In most cases the demand side is harder as you could easily get
people/companies who want more $. This however does not hold in every market.

I am going to use the term the marketplace driver for this. Not sure if it
already exists.

The market place driver will make the platform attractive for the other side.

A strategy for this could be to intially offer something of value to the
marketplace driver without the need for the other side. So they get value
without having to conclude a transaction.

Then eventually transition to the marketplace business model.

Another tip would be to focus. like around a geographic location, product or
niche service. Then expand out from there.

------
siquick
Which vertical are you working in?

In 99% of cases you're going to need to seed the initial
content/products/services.

\- The two Reddit founders created thousands of accounts and posted all the
content, this gives the idea of 'busyness'

\- The Paypal founders made a ton of eBay listings themselves and set Paypal
as the payment method, to increase awareness.

\- Airbnb seeded their initial content by posting listings of the properties
on Craigslist and included a link back to Airbnb.

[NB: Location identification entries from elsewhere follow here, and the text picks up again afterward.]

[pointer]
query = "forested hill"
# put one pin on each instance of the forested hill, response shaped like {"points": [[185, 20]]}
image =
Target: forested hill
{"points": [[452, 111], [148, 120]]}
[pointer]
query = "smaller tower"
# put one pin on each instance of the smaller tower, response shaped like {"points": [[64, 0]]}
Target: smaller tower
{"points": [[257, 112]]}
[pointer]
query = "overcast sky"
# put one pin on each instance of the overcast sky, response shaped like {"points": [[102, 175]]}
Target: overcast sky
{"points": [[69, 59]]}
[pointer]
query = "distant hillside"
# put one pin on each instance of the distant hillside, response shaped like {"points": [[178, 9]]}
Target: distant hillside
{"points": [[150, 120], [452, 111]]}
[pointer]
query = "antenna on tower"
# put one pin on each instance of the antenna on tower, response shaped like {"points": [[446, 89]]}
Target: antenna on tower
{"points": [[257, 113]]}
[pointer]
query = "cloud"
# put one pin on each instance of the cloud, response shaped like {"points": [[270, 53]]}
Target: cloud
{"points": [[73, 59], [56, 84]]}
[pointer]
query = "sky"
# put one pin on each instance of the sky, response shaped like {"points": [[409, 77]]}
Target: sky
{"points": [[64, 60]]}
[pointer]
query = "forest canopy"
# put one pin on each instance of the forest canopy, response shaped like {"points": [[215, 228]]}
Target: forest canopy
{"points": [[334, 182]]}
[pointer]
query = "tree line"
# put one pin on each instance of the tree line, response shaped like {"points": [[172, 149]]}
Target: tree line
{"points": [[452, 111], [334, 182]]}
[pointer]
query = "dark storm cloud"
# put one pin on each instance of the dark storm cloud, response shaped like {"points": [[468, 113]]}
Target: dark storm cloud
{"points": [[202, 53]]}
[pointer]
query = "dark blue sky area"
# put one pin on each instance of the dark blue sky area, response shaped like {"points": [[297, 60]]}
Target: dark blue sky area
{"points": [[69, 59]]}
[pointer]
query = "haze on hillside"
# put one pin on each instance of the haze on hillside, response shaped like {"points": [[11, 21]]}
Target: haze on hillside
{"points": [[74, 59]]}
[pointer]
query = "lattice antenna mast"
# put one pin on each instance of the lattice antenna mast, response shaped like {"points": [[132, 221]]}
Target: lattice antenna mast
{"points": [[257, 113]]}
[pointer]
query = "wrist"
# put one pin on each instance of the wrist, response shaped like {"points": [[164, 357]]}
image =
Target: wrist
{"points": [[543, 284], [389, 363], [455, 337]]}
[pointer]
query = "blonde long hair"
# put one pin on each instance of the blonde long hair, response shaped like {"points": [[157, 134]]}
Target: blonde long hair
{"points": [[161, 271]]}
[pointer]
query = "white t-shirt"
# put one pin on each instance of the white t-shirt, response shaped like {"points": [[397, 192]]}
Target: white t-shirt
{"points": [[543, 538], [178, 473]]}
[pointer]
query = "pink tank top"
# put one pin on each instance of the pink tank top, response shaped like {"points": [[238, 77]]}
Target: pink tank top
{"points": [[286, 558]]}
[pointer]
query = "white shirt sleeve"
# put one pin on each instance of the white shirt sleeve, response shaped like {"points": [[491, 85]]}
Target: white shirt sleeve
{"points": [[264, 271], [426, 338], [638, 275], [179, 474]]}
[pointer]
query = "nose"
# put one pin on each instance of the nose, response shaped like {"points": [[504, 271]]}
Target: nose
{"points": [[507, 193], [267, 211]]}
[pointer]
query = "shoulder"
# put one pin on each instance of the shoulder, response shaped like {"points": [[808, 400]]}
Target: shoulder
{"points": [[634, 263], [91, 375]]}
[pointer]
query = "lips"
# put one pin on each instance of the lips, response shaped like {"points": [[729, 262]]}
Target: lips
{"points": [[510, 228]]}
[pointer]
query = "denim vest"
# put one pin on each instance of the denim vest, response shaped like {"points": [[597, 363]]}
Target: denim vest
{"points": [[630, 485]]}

But just throwing money and/or resources at a problem doesn't prove that
you're actually creating a sustainable business solving a real-world problem
that people have.

------
dvt
Cheat. Like pg would say, "do stuff that doesn't scale" \-- this means:

\- Paying for quality content. If you're starting a blogging platform (e.g.
Medium) and no one is reading it, you need to get some high quality content on
there. Pay some top bloggers or people with social followings to write
something on your site.

\- Paying for traffic. If you built a cool social platform, you can "force"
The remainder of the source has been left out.